Android 11 Developer Preview: All the new Privacy and Security features
Ahead of schedule, Google today released the first Developer Preview of the next version of the Android OS: Android 11. System images are available for the Pixel 2, Pixel 3, Pixel 3a, Pixel 4, but if you don’t own one of these devices, you can also try out the Developer Preview via the Android Studio emulator or the Generic System Image. Although Google is saving most of the exciting new user and developer features for a grand announcement at Google I/O 2020, the company has shared a plethora of changes that are available in the first Developer Preview. Here’s a summary of all the new privacy and security-related features that Google has announced in Android 11 Developer Preview 1.
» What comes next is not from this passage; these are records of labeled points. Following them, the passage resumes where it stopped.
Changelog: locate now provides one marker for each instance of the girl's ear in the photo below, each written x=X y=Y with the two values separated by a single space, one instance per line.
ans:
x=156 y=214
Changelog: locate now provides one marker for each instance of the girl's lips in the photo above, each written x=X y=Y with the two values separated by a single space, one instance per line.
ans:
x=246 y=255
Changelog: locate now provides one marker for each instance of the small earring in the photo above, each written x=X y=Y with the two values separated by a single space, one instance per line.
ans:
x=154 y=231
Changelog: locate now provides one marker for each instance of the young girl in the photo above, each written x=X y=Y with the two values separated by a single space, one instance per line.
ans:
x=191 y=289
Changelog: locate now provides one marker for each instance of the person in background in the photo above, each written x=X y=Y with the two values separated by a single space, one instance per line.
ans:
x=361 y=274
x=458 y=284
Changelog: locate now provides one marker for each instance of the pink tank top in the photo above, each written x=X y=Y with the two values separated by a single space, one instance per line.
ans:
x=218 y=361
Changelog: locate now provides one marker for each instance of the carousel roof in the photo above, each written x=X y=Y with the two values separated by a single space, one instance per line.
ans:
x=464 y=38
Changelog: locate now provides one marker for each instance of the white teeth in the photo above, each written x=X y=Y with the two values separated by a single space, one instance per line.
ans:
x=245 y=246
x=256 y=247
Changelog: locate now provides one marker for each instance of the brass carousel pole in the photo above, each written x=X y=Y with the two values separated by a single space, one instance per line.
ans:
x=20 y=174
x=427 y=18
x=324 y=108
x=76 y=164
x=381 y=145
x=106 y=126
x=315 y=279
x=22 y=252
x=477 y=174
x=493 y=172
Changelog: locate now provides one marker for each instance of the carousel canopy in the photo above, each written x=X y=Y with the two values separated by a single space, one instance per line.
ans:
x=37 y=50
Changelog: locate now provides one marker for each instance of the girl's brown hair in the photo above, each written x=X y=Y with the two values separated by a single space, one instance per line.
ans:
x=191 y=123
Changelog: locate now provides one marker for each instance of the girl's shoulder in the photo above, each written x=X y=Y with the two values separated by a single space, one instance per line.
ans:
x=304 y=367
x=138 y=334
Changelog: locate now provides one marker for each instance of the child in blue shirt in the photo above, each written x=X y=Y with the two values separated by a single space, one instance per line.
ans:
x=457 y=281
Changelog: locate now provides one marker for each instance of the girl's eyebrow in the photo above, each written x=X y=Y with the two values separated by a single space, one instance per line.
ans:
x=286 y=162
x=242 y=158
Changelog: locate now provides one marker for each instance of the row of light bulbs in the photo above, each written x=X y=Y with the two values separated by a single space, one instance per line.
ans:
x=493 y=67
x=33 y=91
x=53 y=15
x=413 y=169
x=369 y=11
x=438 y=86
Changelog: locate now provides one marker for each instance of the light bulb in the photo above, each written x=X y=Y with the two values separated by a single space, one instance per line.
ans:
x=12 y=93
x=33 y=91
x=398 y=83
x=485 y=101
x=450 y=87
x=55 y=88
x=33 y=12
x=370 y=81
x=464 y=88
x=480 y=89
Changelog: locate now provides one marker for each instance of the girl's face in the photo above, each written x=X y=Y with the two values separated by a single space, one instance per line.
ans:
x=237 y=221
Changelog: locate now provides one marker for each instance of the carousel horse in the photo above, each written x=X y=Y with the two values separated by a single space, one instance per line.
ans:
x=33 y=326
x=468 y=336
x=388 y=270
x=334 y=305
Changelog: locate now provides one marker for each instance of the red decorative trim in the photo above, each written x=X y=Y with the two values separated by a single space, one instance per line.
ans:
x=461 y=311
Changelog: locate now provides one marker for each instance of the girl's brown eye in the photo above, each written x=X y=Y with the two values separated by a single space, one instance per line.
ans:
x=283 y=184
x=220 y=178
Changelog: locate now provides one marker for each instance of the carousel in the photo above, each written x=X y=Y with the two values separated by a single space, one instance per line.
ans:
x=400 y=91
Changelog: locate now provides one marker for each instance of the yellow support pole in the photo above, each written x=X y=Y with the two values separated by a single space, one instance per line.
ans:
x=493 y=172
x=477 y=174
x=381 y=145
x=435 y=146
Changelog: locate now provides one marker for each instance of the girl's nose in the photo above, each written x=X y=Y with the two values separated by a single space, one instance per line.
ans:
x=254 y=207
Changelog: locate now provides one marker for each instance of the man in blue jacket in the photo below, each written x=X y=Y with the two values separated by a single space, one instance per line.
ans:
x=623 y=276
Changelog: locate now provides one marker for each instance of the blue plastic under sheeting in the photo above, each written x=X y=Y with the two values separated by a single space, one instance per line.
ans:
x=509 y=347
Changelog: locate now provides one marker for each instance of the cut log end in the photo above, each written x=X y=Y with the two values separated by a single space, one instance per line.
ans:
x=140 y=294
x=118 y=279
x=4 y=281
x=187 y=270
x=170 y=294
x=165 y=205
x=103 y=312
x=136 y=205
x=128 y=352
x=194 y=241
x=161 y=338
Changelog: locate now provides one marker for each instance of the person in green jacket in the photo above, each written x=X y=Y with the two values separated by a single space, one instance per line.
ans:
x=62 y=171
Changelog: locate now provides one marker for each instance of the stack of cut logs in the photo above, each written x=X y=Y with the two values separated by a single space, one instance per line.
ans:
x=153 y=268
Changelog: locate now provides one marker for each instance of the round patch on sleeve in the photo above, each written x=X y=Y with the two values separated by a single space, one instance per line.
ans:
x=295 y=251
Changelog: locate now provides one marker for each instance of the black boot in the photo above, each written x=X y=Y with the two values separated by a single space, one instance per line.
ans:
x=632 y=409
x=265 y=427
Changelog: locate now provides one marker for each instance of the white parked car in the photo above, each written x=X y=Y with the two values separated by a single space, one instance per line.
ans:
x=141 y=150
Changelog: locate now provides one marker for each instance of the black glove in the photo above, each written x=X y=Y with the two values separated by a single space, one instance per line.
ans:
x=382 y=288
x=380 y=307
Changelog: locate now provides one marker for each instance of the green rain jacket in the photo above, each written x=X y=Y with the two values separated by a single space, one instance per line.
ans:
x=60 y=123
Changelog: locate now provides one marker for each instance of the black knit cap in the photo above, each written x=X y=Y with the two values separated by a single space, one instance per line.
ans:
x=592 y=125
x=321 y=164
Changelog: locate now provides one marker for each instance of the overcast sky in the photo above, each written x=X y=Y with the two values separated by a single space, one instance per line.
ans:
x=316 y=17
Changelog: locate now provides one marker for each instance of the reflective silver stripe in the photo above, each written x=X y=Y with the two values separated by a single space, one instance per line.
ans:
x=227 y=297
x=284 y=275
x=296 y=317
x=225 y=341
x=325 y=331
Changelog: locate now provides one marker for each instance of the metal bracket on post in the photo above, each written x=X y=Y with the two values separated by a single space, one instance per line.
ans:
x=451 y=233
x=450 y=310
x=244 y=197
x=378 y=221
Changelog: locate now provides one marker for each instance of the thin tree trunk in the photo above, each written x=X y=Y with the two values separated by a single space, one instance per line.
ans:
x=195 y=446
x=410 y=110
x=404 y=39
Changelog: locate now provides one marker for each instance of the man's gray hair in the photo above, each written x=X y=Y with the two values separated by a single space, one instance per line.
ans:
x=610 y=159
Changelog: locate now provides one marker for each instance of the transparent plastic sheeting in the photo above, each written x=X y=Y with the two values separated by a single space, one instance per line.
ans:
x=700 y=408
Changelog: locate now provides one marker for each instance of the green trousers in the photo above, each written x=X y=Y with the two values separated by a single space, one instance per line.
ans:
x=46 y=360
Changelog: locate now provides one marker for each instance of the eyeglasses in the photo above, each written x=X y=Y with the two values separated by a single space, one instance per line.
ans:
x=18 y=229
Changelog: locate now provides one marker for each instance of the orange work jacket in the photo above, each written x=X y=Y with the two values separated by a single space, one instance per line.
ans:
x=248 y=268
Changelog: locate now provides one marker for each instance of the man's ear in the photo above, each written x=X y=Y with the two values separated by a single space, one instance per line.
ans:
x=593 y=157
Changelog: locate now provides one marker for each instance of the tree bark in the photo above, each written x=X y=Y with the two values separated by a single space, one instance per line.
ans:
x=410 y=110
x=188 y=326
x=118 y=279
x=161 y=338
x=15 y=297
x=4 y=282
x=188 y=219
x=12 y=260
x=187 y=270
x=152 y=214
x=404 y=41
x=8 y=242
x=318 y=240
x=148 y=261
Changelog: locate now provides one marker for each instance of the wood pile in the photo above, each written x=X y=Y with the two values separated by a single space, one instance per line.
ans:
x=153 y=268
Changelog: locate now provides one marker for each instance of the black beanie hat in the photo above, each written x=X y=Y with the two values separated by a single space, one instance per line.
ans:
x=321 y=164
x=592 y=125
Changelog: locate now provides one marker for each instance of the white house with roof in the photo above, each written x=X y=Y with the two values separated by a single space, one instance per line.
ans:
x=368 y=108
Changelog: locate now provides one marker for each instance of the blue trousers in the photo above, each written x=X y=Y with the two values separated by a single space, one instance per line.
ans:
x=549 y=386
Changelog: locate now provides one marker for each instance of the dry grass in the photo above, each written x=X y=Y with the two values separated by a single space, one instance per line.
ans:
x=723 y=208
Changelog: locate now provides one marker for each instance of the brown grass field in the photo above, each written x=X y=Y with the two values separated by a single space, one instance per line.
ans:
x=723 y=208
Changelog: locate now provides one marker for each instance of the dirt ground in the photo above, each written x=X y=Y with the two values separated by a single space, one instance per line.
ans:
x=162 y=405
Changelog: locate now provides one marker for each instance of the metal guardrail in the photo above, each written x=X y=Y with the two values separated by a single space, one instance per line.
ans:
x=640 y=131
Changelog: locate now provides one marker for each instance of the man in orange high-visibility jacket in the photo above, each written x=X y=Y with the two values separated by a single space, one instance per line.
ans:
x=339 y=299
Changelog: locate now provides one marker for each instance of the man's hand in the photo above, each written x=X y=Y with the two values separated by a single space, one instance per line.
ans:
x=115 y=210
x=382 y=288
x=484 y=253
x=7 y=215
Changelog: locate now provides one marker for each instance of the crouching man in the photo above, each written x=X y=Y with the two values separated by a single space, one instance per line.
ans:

Android 11 Developer Preview 1 – New Privacy Features
One-time Permission Access
Android controls what kinds of data apps can access through its permission system. Before Android 6.0 Marshmallow, apps requested to be granted permissions at installation, so users had to decide whether they were okay with an app having certain permissions before installing it. Android 6.0 Marshmallow introduced runtime permissions for a select set of sensitive permissions, including location access, microphone access, and camera access. Runtime permissions can only be granted after installation, and the app requesting them must prompt the user through a system-provided dialog to allow access. Finally, in Android 10, Google introduced a special version of the runtime permission which allows the user to grant access only while the app is in active use; however, Google only introduced the “while app is in use” option for the location permission.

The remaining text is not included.